Villanova plays Saturday in a national semifinal game against either North Carolina or Oklahoma at Detroit's Ford Field. That opponent will be decided this afternoon in the final of the South Regional. Should they survive that semifinal, the Wildcats will play for just their second national championship on April 6.
The Wildcats got to Detroit with a wild comeback in the final minutes of tonight's game and took the win on a tiebreaking shot in the lane by point guard Scottie Reynolds with less than a second to play. A desperation heave by Pittsburgh at the buzzer bounced off the backboard and ignited a net-cutting ceremony such as Villanova has not experienced for nearly a quarter-century.
"It's an instinct play. You've got to know how much time is on the clock," Reynolds said. "I got lucky with one tonight."

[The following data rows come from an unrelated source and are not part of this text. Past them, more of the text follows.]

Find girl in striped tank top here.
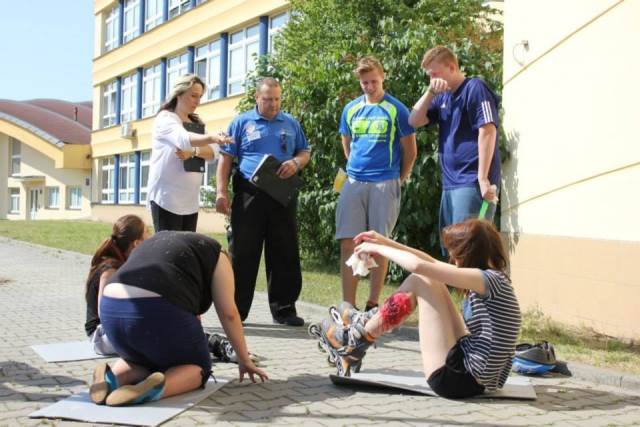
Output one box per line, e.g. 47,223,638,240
332,218,521,398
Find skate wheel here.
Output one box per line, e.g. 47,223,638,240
308,323,320,338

Villanova led for most of the game, and held a 10-point advantage in the first half, but Pitt came back to regain the edge just before halftime, and throughout the second half the game see-sawed to the finish. There were 13 lead changes in the second half.
Pitt led by four points and had the ball with a little more than three minutes to play when Dwayne Anderson ignited the final comeback with a steal he took to the other end for a three-point play that put Villanova back into the game. Two possessions later, Anderson dropped in a three-point field goal and the Wildcats were never behind again.
It was a game in which Villanova was matched against a team that might have some superior individual players, a game that required them to be fundamentally sound. That was particularly in evidence at the free-throw line, where the Wildcats made 22 of 23 attempts. That offset a lackluster 6-for-20 three-point shooting performance and made up for some other deficiencies, including an inability to limit Pitt center DeJuan Blair and forward Sam Young, who combined for 48 points and 17 rebounds.
What the Wildcats did, as they always do, was defend tenaciously, getting hands in the passing lane every time Pitt tried to advance the ball, getting bodies in the way of the Panthers as they tried to find an opening.
"They continue to come at you," Pitt coach Jamie Dixon said. "They're constantly into you."
Among the Villanova rooters in the TD Banknorth Garden tonight was Rollie Massimino, the coach of the 1985 team. Wright began his association with Villanova as an assistant under Massimino two years after that title, and has worked to revive the team's winning tradition.
"It's funny, the guys on our team right now, I just made this mistake a couple of weeks ago. I was referencing the national championship team and, just in general, said, 'How old were you when we won it?' " Wright said. "And they all looked at me and said, 'We weren't even born.' "
Not that long ago, Villanova's days of excellence seemed very far removed. At the end of Massimino's term, through the tenure of coach Steve Lappas and for the first two seasons under Wright - a span of 15 years - the Wildcats won just three NCAA tournament games, against Princeton, Portland State and Long Island University.
Starting with the 2004-2005 season, Wright and Villanova have made the NCAA tournament five straight years, reached the regional round four times, and collected 11 wins, including tonight's.
"The early years, you have to set your foundation. We went through our tough times, we did," Wright said. "I think every successful program does. And then you have your next challenge, once you get it going."
Having gotten the program in gear, Wright and his team had advanced to the doorstep of the Final Four just once before, in the 2005-2006 season, when the Wildcats lost in the regional final round to Florida, the eventual national champion.
Tonight, they finally went through the door. History indicates they might find even better things on the other side.